Garrett Wheeler oohs and aahs at the grand finale of Britannia Arms' Songwriter Showcase

By Garrett Wheeler


Judging a song is like placing an order at Marianne's: everything's good, but only one can be the winner. How would I know? Because I got to judge the final round of this year's Britannia Arms Songwriters Showcase. Walking into Aptos' favorite British pub, I was greeted by Songwriter Showcase founder Ken Capitanich, who casually informed me that I would be judging tonight's showdown, along with Metro Santa Cruz literary hero Paul Wagner. Why me, you might ask? I was a little skeptical myself. Sure, I write about music, and I might even know a thing or two about songwriting, but compared to Mr. Wagner--who works as a recording artist and "musical consultant" in between writing gigs--I'm like the Elmer Fudd of the music world. After a charming number by Ukulele Dick (a.k.a. Rick McKee) and Jayme Kelly Curtis, the showcase kicked off with Mike Mattingly. Mattingly's website calls his music "Hillbilly Hawaiian," a fitting description for the laid-back tunes the local rocker brought to the showcase. The next performer, Steve Hohstadt, exhibited an entirely different flavor with his country-folk leanings, impressing at least one judge with a haunting tale of a war veteran's tortured soul. "So here I am on this street, fighting demons I can't defeat," crooned Hohstadt. "It may seem that I am weak, but it's forgiveness that I seek." Now that's songwriting anyone can appreciate.

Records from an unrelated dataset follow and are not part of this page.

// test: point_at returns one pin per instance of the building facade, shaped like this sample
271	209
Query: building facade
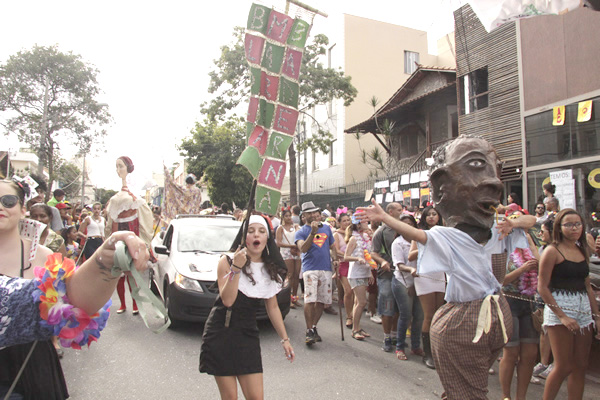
379	57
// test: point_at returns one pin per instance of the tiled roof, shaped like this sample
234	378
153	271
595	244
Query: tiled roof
398	100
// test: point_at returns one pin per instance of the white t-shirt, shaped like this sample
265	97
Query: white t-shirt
95	228
467	263
265	287
400	249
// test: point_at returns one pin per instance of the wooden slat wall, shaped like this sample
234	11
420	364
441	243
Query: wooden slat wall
500	122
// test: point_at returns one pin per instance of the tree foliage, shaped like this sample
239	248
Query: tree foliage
68	176
48	98
230	84
212	152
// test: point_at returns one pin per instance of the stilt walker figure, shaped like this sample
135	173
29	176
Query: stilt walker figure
469	331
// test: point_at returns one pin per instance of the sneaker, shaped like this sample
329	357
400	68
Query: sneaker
387	345
547	371
535	381
316	335
310	337
539	368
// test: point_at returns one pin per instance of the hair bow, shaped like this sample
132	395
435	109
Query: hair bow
341	211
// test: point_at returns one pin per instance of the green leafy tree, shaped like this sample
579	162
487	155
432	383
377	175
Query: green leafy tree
212	152
68	176
47	98
376	160
230	83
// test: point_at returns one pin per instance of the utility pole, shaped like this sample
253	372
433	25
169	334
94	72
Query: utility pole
44	132
83	183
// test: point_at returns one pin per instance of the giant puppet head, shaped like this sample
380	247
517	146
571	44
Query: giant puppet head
465	184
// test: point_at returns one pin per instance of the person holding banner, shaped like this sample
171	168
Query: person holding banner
230	344
125	212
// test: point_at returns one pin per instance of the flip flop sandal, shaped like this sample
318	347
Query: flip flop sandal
417	352
365	334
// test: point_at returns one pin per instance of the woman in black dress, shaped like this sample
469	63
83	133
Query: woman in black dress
230	345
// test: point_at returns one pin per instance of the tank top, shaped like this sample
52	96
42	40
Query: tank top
569	276
289	237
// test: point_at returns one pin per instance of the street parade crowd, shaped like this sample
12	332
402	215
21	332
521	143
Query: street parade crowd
460	281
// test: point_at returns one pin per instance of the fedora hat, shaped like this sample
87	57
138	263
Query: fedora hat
309	206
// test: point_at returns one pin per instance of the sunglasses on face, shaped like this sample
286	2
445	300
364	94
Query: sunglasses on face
9	200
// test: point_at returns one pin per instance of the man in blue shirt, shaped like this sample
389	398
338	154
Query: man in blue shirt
316	243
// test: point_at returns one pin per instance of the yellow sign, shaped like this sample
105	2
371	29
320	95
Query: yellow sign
595	183
584	112
558	115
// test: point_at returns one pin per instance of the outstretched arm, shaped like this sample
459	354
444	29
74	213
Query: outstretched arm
92	284
375	213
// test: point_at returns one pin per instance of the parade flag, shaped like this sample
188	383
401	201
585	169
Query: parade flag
584	112
558	115
274	45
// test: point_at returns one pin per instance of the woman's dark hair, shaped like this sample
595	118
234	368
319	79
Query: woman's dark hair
128	163
65	233
408	219
516	198
557	236
20	188
423	221
549	225
342	215
550	188
271	256
46	208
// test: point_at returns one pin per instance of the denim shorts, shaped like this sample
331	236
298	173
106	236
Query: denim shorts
576	306
523	329
356	282
386	304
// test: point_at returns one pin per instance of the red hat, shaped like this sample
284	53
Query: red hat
511	208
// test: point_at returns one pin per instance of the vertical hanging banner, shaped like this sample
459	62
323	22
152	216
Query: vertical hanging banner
558	115
274	45
584	111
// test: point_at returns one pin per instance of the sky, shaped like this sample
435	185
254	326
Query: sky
154	58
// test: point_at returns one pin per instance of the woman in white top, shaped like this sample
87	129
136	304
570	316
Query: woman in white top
432	287
286	232
359	273
230	343
92	229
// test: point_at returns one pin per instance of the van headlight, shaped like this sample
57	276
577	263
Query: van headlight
187	283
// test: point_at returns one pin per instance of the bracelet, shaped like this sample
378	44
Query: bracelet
232	274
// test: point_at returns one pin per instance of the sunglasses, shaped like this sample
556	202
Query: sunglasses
9	200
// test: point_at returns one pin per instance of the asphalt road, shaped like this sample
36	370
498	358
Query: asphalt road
131	362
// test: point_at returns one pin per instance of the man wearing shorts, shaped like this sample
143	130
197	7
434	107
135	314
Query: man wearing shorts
316	243
382	253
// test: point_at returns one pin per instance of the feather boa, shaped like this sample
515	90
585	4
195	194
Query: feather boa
527	280
73	326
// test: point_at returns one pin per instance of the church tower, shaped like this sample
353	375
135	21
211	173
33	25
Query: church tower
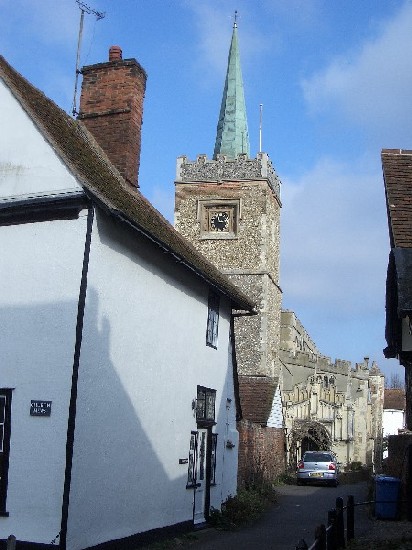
229	208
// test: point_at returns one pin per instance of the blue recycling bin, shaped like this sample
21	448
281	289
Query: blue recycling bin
386	497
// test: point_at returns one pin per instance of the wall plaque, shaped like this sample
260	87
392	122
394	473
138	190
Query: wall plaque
40	408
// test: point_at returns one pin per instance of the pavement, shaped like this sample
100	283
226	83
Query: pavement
295	515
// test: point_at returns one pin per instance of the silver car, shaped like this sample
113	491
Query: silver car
318	466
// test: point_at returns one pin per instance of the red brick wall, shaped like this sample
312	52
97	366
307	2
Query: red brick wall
256	397
111	106
261	453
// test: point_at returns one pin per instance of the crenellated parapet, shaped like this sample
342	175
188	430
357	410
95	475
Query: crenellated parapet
242	168
316	362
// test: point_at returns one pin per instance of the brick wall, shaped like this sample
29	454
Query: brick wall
261	453
256	397
111	106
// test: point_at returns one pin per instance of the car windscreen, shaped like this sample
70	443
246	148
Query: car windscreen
317	457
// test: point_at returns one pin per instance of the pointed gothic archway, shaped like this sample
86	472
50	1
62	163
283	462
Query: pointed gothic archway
307	435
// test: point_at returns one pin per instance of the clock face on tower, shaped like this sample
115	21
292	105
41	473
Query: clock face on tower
219	220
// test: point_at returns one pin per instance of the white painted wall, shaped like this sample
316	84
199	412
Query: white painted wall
143	355
27	162
40	272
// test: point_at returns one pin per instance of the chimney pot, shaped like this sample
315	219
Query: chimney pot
115	53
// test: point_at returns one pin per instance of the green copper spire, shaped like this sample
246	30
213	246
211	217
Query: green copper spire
232	133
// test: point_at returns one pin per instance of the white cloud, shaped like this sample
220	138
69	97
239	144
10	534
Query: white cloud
372	85
333	239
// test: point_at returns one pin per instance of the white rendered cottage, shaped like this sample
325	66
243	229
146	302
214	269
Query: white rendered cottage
118	389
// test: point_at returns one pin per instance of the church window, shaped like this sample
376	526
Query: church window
5	425
212	320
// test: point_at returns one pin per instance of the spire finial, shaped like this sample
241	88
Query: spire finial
232	137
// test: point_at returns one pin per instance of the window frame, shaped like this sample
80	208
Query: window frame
5	433
205	402
212	327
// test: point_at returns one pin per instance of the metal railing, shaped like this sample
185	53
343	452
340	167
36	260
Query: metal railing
332	536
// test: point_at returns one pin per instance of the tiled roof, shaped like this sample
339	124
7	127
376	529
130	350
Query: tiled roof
394	399
397	173
104	184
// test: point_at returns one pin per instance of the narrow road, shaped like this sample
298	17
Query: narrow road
299	509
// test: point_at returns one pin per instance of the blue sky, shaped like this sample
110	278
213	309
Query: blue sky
335	81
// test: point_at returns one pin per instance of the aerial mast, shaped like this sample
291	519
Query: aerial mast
84	8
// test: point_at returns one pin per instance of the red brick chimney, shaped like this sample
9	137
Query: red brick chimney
111	106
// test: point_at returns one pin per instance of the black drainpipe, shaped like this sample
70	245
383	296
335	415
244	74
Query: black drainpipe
71	424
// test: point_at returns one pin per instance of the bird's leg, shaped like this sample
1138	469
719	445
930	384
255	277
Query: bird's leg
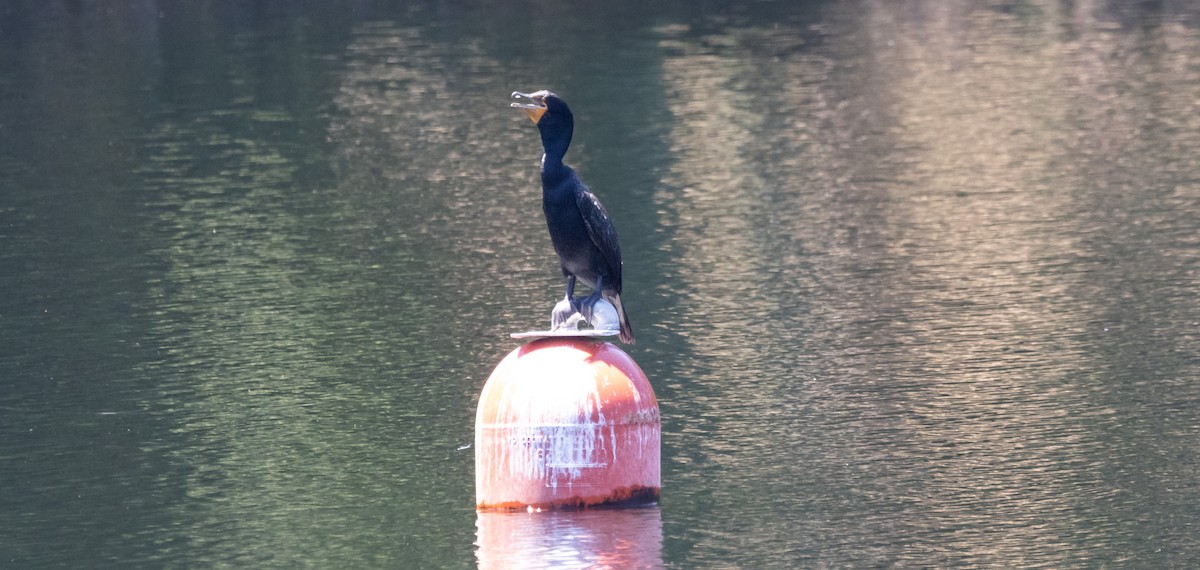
567	307
589	301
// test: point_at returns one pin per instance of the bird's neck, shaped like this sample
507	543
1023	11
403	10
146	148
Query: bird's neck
555	143
553	174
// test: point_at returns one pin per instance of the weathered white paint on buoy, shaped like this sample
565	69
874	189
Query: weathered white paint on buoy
567	423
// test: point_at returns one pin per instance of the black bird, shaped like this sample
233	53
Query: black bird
580	228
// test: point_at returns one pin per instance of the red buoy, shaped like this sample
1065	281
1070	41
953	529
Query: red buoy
567	423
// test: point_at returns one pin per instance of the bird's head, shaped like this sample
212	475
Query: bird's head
541	106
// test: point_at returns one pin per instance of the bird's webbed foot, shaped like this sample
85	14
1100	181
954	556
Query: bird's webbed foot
565	315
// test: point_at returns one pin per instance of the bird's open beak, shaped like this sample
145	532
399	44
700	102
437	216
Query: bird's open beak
532	103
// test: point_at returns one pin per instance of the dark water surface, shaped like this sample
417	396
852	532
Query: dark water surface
916	282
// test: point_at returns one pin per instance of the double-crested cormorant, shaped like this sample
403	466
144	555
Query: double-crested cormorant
580	228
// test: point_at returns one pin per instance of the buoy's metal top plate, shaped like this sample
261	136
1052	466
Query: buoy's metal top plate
567	333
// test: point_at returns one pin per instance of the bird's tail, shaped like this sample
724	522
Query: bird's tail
627	331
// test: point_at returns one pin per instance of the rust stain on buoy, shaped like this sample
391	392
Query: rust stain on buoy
567	423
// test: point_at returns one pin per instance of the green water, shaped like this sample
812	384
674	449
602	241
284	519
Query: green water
916	282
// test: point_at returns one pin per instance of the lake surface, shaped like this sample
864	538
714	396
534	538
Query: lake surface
916	283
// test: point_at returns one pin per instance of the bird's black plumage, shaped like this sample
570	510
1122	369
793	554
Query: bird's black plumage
580	228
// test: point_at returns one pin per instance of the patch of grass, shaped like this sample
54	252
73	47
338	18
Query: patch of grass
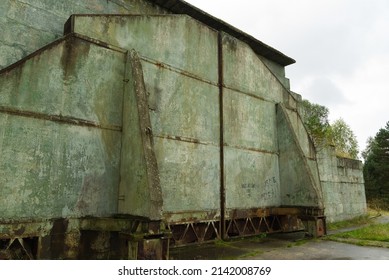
358	221
378	232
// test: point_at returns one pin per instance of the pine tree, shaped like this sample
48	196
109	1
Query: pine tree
376	168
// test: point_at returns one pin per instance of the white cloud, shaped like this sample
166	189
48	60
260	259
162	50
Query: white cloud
341	49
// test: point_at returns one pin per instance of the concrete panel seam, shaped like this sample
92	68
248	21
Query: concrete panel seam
176	70
186	139
250	94
57	118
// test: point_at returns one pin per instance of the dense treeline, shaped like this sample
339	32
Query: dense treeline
338	133
376	167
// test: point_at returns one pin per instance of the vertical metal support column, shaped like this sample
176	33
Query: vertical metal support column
222	181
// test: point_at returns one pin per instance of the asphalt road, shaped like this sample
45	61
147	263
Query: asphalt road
282	247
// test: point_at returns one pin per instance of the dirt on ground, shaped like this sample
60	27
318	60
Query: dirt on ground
290	246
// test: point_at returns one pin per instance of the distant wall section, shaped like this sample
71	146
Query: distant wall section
342	185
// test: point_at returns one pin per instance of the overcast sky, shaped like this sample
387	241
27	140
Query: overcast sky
341	48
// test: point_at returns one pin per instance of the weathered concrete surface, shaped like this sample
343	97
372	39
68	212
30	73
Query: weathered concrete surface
189	131
60	115
343	186
140	189
28	25
180	77
175	40
244	71
298	185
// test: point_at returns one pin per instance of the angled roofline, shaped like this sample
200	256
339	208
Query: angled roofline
182	7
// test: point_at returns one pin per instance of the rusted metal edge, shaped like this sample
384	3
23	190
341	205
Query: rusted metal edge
242	213
184	217
222	230
57	118
342	182
176	70
181	7
252	149
186	139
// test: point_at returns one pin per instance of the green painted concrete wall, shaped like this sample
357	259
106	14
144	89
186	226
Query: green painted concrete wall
250	133
60	116
28	25
343	186
151	139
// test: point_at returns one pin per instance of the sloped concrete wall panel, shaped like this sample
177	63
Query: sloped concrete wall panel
176	40
60	133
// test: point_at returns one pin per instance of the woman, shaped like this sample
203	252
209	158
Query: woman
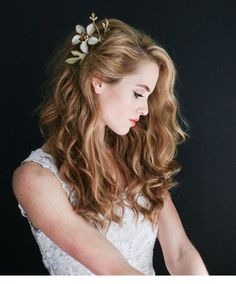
97	193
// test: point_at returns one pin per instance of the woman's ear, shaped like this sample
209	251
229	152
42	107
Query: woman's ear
97	85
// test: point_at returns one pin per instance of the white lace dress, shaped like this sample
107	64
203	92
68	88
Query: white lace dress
135	241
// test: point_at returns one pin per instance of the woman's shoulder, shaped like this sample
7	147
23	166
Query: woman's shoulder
29	176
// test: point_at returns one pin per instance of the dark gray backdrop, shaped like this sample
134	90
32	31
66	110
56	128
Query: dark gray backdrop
200	36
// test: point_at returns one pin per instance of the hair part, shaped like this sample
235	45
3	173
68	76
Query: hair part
69	122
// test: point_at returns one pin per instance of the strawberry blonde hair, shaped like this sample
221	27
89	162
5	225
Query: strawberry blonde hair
69	122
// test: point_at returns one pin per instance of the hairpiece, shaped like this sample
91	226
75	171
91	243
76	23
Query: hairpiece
85	38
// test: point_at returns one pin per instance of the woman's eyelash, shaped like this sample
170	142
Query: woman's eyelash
137	95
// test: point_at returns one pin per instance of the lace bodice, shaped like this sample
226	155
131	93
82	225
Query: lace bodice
134	240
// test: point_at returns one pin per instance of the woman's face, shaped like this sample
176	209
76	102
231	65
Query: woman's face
118	101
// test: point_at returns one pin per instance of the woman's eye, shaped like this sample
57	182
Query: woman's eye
137	95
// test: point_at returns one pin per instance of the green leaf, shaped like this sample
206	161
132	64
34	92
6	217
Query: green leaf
72	60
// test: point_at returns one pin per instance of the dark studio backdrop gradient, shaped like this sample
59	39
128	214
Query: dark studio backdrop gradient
200	36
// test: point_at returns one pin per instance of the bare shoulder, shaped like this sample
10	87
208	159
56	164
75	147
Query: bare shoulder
40	193
29	176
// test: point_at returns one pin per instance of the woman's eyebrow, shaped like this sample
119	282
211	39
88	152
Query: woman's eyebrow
144	86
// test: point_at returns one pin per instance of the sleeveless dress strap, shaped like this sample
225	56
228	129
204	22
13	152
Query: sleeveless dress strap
48	162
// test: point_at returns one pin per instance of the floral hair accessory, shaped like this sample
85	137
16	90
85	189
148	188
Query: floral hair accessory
85	38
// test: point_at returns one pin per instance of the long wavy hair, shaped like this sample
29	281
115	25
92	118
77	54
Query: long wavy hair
70	120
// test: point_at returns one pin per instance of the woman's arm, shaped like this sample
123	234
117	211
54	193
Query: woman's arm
181	257
41	195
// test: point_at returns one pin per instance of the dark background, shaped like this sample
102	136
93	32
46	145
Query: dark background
200	36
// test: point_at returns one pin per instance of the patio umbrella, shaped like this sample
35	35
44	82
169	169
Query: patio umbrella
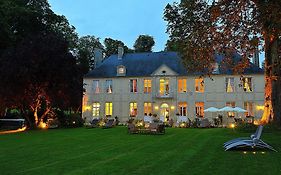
211	109
227	109
237	109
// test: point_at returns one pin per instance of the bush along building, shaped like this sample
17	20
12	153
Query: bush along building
139	84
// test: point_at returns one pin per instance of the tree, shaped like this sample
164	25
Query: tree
86	52
111	47
202	28
144	43
38	78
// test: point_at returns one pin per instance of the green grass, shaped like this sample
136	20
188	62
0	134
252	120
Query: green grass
113	151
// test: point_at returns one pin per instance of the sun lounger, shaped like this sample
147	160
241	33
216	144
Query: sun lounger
250	143
260	127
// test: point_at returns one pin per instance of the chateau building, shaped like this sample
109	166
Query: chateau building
140	84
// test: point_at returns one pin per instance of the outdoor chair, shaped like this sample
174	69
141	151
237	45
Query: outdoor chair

Third on the roster was local up-and-comer Amanda West, whose beautifully polished voice delivered two drastically different songs, each one containing the fluttering brilliance of West's songwriting. Her "Illuminate My Soul" was dazzling enough to illuminate everyone else's as well. West's eventual second-place finish indeed struck a high note. Elizabeth Jonasson, whose keyboard-accompanied melodies had a particularly forlorn vibe, followed West. The two are no strangers to sharing stage time; they often play shows together around town. They play Oakland's Nomad Café on May 30. Jim Joseph provided the night's comic relief with his dry wit and slightly perplexing jazz ditties. Joseph wasn't the only performer out for a few laughs, as (outlaw) country-rocker Steve Griswold proved with his rollicking "Cocaine and Beer." In between Joseph and Griswold was showcase winner Matt Valesquez. No more than 30 seconds into his first song, it was clear he possesses the Almighty Gift of Song: perfect pitch, natural songwriting ability and excellent guitar playing led the judges to crown him champ without hesitation. His voice was reminiscent of Eagles frontman Don Henley, but his music had little in common with the classic rock mainstay, instead resembling something between Jack Johnson's mellow rock and the neofolk of Brett Dennen. Expect to hear more from Velasquez in the future.

The night ended with a couple acoustic folk numbers from Carmel's Stephen Mortenson before a wrap-up starring, once again, Ukulele Dick and Jayme Kelly Curtis. The votes came in, the winners were announced, and my first experience as a judge sadly came to an end. But I've got hope--maybe American Idol will be looking for a new face next season?